Out of Frame: Citizenship in the Dominican Republic

By Nathan Nye

What happens when two countries that share a small island and a largely contentious history make decisions about citizenship? Controversy.

Last week Kenan hosted Duke professors Michaeline Crichlow and Deborah Jensen to discuss the issue of citizenship and statelessness in the Dominican Republic with lawyer Nassef Perdomo and scholar/public intellectual Rosario Espinal as part of our Conversations in Human Rights series.

As someone who was completely illiterate about the statelessness of Haitians in the Dominican Republic, I was fascinated by the topic, particularly the issue of framing so inherent in the debate (framing as an academic term generally means the way in which those with influence create social reality or the terms in which we explain a social reality).

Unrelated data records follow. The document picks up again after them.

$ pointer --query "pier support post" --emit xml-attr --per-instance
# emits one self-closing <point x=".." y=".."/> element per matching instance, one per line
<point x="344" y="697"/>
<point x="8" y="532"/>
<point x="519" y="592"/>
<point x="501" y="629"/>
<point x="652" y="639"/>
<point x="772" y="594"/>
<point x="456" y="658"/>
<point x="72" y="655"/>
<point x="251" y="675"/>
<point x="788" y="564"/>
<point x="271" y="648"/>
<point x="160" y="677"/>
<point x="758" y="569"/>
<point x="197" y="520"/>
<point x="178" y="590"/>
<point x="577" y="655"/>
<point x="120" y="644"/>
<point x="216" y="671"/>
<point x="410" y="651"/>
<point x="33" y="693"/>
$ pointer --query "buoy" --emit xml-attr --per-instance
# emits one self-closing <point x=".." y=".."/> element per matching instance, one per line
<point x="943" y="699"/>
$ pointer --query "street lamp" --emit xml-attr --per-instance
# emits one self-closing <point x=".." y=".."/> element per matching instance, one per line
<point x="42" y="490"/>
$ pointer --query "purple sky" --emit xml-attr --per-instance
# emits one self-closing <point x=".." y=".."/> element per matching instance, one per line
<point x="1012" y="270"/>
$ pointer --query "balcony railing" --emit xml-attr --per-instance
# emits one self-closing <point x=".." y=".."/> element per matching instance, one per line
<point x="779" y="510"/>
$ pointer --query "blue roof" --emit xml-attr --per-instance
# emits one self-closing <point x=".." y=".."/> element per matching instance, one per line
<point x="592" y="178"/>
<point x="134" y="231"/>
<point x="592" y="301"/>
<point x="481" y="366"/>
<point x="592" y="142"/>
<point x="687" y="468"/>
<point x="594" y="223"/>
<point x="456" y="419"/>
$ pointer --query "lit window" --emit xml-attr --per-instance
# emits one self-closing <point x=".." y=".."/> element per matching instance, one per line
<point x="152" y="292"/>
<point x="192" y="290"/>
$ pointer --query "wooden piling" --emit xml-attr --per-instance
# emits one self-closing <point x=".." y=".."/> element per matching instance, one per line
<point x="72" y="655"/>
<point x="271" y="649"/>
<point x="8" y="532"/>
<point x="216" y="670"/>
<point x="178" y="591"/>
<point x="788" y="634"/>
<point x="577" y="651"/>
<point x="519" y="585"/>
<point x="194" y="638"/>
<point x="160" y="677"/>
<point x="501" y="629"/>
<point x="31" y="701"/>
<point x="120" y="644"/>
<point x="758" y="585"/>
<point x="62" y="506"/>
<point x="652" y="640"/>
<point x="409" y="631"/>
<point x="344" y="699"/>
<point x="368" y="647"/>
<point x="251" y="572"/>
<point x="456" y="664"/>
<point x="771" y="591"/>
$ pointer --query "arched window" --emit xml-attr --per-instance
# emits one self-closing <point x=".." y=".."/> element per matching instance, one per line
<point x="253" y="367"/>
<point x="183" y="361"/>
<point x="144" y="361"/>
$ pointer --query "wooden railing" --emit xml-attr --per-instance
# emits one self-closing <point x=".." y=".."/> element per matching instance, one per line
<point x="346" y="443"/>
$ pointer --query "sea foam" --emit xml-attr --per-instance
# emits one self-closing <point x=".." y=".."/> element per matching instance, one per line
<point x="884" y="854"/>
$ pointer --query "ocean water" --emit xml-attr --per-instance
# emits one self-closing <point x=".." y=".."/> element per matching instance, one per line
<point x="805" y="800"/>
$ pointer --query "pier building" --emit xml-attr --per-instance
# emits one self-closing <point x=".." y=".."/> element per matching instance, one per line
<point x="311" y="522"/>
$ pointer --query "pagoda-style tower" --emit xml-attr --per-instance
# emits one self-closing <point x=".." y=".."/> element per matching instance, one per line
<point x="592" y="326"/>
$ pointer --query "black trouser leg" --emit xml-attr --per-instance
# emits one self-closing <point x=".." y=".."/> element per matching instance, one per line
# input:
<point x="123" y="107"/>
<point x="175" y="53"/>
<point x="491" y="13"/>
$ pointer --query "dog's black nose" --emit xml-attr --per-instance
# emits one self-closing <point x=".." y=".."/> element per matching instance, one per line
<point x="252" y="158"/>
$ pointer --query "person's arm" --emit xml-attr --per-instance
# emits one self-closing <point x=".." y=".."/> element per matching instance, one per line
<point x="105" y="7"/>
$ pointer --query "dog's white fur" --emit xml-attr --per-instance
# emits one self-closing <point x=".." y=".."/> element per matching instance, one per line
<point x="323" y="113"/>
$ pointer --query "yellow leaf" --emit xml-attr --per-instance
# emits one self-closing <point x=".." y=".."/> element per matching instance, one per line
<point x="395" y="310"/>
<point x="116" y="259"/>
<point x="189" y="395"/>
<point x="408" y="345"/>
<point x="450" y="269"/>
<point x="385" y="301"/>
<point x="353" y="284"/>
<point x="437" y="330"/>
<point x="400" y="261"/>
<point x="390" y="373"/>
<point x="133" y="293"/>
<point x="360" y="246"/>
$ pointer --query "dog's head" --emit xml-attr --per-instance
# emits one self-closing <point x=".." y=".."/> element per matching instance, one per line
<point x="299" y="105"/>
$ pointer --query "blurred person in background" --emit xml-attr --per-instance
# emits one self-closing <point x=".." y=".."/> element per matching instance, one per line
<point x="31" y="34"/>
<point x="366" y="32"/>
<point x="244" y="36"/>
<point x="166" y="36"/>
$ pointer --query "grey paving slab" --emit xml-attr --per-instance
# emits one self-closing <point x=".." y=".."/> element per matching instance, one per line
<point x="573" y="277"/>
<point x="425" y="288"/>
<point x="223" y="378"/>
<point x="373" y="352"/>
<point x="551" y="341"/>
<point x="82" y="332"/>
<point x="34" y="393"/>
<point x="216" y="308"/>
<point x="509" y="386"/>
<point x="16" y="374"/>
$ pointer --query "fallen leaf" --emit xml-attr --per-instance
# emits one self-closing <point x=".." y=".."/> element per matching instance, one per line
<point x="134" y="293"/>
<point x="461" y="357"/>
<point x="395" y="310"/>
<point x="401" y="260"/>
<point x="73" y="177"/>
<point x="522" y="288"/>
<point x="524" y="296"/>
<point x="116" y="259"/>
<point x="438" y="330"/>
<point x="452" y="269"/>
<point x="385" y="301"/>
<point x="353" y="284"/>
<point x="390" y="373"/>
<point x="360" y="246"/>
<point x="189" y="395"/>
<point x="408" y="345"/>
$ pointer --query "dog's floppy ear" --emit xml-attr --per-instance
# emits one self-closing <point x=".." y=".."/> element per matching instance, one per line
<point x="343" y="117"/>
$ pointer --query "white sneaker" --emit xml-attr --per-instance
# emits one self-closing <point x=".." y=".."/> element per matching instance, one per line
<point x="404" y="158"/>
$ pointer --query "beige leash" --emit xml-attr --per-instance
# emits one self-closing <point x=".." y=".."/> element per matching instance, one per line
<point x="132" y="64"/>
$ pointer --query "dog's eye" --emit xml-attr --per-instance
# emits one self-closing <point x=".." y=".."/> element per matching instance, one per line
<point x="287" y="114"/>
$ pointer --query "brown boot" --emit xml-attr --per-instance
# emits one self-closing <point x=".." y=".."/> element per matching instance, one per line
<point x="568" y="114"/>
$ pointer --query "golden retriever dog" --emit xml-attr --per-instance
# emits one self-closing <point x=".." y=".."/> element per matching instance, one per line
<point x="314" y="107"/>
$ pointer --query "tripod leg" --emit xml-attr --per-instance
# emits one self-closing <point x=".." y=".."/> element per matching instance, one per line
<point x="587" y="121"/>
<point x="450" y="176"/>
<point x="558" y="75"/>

For a little historical background, when the sugar industry was booming, thousands of Haitians came to the Dominican Republic to work, and many stayed. As other industries expanded, more Haitians came to find work in the DR. Now, generations later, the Dominican government has retroactively applied “traveling” status to some people’s Haitian ancestors effectively revoking citizenship or the understanding of citizenship.

This is an incredibly simplistic explanation, but it serves the basic function of what I want to discuss- framing.

According to our experts, the argument that the government has made on the issue is not that those of Haitian descent shouldn’t have citizenship, but rather the decision is the government’s to make.

The Dominican government has made what is either an incredibly narrow or a bullishly stubborn argument that Haitian citizenship does not have anything to do with classism, racism, and historical hatred, but rather sovereignty. Thus far they’ve been able to hold this line.

As a journalism enthusiast, I’ve always been fascinated with framing. Large institutions have an incredible power to direct and diffuse criticism by addressing issues from a particular lens. Who decides that position? Why are they approaching it from a certain angle? What is getting dismissed when a frame becomes too narrow?  The ethical implications of framing are endless, and I was fascinated to hear about them in the context of the Dominican Republic today.

A huge thanks to our panelists and discussants for such a lively conversation!